Coming home with my girls was wonderful and those early weeks were blissful, yes, I was tired and I had lost a lot of weight (did my three days of meagre food in hospital contribute to this I wonder?) but I felt utterly blessed and the joy they brought into our lives as a family was immeasurable. For the first ten days, the wonderful ladies from my church delivered meals, home cooked, nourishing, tasty dishes such as quiches and vegetable bakes. They do this for all mothers, it is so well coordinated and they even cater for special dietary needs!
As publicity concerning health issues and the link between children's health and artificial additives in food is being given greater exposure in the media, I wonder when someone will address the type of food that is served to patients in hospitals - the health providers in our nation. I do believe that they should be leading the way.
Schools have started to wake up to what they serve in their canteens and many a school canteen menu has been overhauled. Schools that have introduced these changes are seeing improvements in the behaviour and concentration of their students. Jamie Oliver took it upon himself to improve the food served in schools across the UK, highlighted in his 'School Dinners' TV programmes, taking his quest to the highest level of government.
I'm not sure if anyone has taken on the health system yet. Perhaps this would make another interesting challenge for Jamie Oliver! It would make for great viewing! I somehow can't see the larger public hospitals having vegetable gardens or even the on-site kitchens reinstated with teams of chefs and their assistants taking the freshest of produce and turning it into wholesome, nourishing fare for patients but one day in the near future I would love to hear that hospitals are refusing to offer contracts to catering services that use products containing artificial ingredients and that fresh produce is being delivered by local growers to their local hospital.
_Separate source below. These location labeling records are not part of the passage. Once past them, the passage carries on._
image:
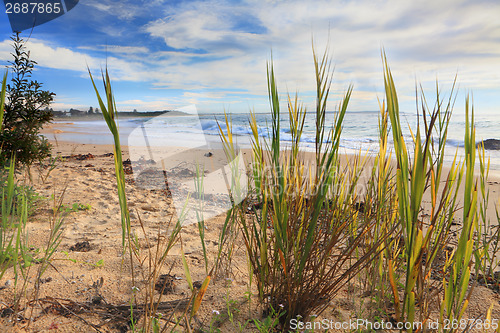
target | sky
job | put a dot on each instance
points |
(168, 54)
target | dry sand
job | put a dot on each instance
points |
(92, 182)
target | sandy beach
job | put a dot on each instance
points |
(91, 247)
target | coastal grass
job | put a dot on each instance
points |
(310, 232)
(302, 240)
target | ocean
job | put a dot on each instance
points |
(360, 131)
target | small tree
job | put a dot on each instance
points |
(26, 111)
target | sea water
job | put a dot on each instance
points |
(360, 131)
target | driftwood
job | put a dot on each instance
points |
(109, 313)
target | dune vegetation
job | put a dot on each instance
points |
(416, 241)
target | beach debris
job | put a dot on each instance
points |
(127, 167)
(165, 284)
(46, 280)
(149, 208)
(8, 284)
(83, 157)
(81, 247)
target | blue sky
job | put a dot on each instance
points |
(165, 54)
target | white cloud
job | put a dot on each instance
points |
(224, 46)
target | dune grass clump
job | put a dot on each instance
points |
(302, 241)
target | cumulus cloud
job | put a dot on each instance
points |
(222, 47)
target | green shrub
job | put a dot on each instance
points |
(25, 111)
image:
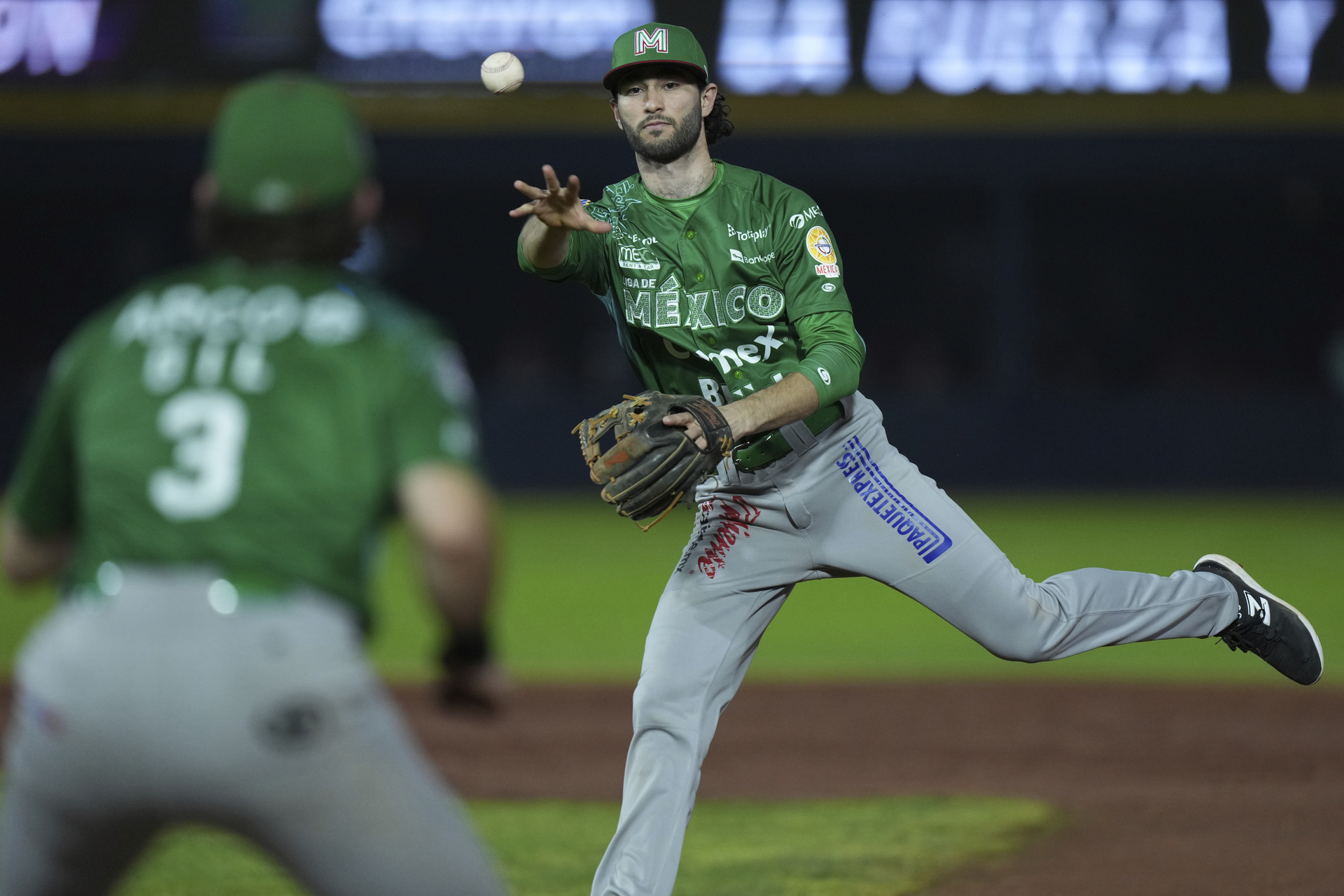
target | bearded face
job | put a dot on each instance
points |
(667, 143)
(660, 115)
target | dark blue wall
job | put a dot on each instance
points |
(1066, 312)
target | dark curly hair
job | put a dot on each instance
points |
(717, 125)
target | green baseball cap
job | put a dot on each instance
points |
(288, 143)
(656, 42)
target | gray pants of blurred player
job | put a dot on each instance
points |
(847, 504)
(152, 708)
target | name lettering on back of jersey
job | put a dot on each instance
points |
(233, 327)
(823, 250)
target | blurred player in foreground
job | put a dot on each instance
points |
(727, 286)
(209, 468)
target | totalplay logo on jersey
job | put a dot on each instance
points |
(822, 248)
(638, 258)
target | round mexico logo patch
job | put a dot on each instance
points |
(819, 244)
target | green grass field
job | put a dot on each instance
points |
(578, 586)
(804, 848)
(577, 590)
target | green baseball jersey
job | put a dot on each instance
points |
(707, 292)
(249, 418)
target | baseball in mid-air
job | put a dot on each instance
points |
(502, 73)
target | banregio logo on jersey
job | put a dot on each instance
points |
(823, 250)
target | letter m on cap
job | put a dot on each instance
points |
(657, 42)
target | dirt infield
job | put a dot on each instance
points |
(1172, 792)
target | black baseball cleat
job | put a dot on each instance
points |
(1268, 626)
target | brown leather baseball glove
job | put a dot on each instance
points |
(651, 466)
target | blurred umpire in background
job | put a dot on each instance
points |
(209, 466)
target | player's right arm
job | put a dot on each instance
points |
(27, 558)
(553, 216)
(41, 508)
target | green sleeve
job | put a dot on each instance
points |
(813, 279)
(432, 410)
(585, 262)
(43, 491)
(832, 354)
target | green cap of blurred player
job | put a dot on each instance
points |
(286, 144)
(656, 42)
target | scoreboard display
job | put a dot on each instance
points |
(755, 46)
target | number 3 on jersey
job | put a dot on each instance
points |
(210, 428)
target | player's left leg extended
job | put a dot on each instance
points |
(878, 516)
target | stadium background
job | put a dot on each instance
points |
(1109, 320)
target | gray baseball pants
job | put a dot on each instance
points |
(844, 504)
(150, 708)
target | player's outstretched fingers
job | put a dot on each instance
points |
(690, 425)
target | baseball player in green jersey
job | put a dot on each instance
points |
(727, 284)
(209, 469)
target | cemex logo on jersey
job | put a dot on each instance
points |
(874, 489)
(657, 42)
(799, 220)
(822, 248)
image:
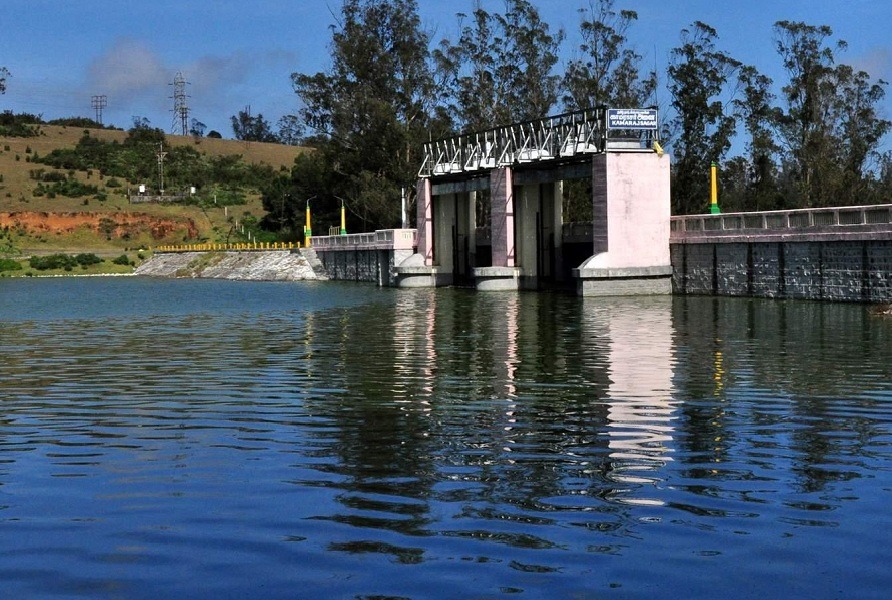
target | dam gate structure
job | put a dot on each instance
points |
(517, 172)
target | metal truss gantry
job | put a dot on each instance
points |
(558, 138)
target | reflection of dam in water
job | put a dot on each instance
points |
(640, 414)
(612, 395)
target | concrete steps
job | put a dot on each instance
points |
(312, 259)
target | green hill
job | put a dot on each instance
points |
(69, 206)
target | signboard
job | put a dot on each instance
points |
(632, 118)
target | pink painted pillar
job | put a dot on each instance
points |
(501, 185)
(425, 220)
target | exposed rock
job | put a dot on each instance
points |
(254, 266)
(110, 224)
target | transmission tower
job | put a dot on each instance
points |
(98, 103)
(180, 107)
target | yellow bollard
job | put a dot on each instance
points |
(714, 190)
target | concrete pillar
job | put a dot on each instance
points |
(418, 270)
(425, 221)
(502, 217)
(444, 222)
(558, 220)
(504, 274)
(631, 209)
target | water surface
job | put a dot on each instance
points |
(207, 439)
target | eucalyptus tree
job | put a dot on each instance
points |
(699, 75)
(500, 70)
(829, 127)
(758, 169)
(606, 71)
(369, 112)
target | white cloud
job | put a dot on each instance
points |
(128, 70)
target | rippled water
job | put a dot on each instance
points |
(205, 439)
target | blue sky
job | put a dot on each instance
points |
(237, 53)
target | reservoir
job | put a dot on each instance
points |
(217, 439)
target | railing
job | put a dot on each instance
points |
(220, 247)
(783, 221)
(562, 136)
(382, 239)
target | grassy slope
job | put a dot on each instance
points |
(16, 189)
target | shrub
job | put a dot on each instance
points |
(7, 264)
(86, 260)
(53, 261)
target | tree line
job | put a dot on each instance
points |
(811, 140)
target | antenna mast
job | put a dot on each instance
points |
(98, 103)
(180, 106)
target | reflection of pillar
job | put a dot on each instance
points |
(415, 353)
(425, 221)
(502, 217)
(641, 408)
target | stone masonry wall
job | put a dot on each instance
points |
(368, 265)
(851, 271)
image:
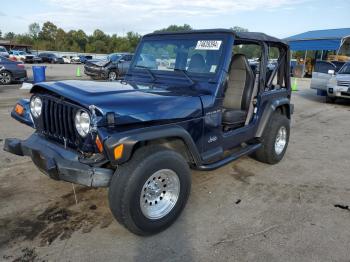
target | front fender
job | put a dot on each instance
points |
(131, 138)
(270, 109)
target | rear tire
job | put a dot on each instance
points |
(5, 78)
(274, 140)
(149, 192)
(330, 100)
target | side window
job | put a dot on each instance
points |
(323, 67)
(272, 63)
(252, 52)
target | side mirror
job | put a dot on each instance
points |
(331, 72)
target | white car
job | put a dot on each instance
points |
(339, 84)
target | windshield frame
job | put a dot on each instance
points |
(133, 70)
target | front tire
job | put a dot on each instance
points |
(149, 192)
(274, 140)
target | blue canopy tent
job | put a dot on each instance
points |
(320, 41)
(329, 39)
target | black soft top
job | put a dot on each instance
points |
(239, 35)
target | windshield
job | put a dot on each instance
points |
(195, 56)
(345, 69)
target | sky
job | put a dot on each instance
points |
(280, 18)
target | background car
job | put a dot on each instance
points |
(11, 71)
(84, 58)
(323, 72)
(66, 59)
(113, 67)
(51, 58)
(3, 52)
(17, 55)
(339, 84)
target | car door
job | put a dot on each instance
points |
(320, 75)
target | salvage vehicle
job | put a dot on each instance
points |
(115, 66)
(141, 135)
(339, 84)
(11, 71)
(3, 52)
(51, 58)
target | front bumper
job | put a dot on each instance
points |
(58, 162)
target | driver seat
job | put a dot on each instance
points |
(238, 93)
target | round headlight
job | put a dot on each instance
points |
(36, 106)
(82, 122)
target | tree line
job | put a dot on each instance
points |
(51, 37)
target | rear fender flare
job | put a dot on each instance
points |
(269, 110)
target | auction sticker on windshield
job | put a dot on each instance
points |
(208, 45)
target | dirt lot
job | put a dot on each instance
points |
(246, 211)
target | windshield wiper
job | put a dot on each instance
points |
(184, 72)
(148, 71)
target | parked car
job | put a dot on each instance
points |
(115, 66)
(323, 72)
(339, 84)
(11, 71)
(66, 59)
(3, 52)
(17, 55)
(75, 59)
(141, 136)
(51, 58)
(84, 58)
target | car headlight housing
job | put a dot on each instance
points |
(36, 105)
(82, 122)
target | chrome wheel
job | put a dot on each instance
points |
(5, 78)
(112, 76)
(159, 194)
(281, 140)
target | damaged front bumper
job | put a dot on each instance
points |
(58, 162)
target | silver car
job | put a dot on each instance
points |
(339, 84)
(3, 52)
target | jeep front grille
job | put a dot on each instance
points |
(57, 120)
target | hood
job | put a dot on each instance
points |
(130, 102)
(97, 62)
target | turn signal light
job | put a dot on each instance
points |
(19, 109)
(118, 151)
(99, 144)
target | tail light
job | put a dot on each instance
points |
(20, 66)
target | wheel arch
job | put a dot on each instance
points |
(281, 105)
(175, 138)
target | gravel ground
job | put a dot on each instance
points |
(245, 211)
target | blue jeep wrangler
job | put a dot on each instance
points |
(189, 100)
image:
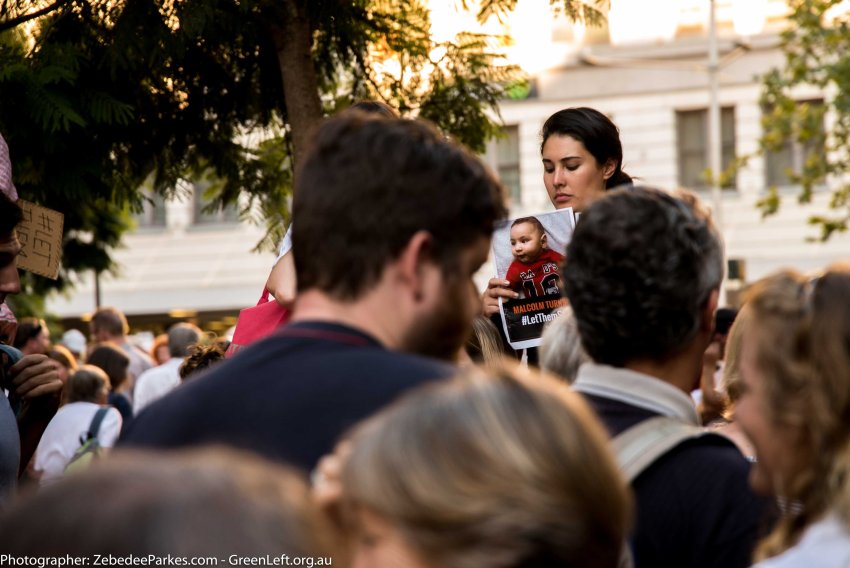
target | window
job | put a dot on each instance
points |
(153, 211)
(507, 161)
(230, 213)
(791, 158)
(692, 143)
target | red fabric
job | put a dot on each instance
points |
(538, 278)
(257, 322)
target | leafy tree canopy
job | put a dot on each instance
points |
(103, 97)
(815, 54)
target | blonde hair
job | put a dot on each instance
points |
(801, 329)
(484, 345)
(496, 468)
(561, 351)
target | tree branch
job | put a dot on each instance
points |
(23, 18)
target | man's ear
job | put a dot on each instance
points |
(608, 169)
(413, 259)
(708, 311)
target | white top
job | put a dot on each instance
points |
(825, 544)
(285, 244)
(636, 389)
(65, 434)
(155, 383)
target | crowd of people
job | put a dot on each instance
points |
(388, 425)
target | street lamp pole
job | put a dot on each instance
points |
(715, 142)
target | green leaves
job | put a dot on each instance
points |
(816, 53)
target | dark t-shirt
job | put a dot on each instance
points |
(694, 504)
(288, 397)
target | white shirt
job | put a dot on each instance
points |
(825, 544)
(65, 434)
(155, 383)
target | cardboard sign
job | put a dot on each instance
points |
(40, 234)
(533, 272)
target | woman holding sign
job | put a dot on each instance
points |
(582, 158)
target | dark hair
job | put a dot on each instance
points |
(723, 320)
(86, 384)
(531, 220)
(368, 184)
(112, 360)
(640, 267)
(63, 355)
(10, 215)
(375, 107)
(28, 328)
(191, 503)
(201, 357)
(599, 135)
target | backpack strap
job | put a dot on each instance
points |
(641, 445)
(94, 427)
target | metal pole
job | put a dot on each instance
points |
(715, 141)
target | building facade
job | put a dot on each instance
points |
(646, 72)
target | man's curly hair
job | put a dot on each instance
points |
(640, 267)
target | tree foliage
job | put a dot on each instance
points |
(815, 54)
(101, 97)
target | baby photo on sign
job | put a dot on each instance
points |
(529, 253)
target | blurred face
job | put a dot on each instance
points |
(162, 354)
(10, 282)
(527, 243)
(775, 447)
(380, 545)
(61, 370)
(452, 303)
(571, 174)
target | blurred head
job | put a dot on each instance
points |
(159, 350)
(502, 468)
(200, 503)
(732, 361)
(10, 216)
(369, 189)
(528, 239)
(75, 341)
(795, 394)
(64, 361)
(181, 338)
(582, 157)
(642, 274)
(87, 384)
(112, 360)
(32, 336)
(561, 352)
(108, 324)
(200, 358)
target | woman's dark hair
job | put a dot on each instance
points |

That they stipulate that the bread that arrives at the kitchen to be toasted for breakfasts is free from preservatives. So many small changes that could make a big difference! Healthy hospital food? Have you experienced this or did you actually think to ask if the food was free from additives? It would be interesting to know how widespread the problem actually is.
In the meantime, I am thankful I have not needed to go into hospital, that my family is healthy and able to enjoy the best food... at home of course!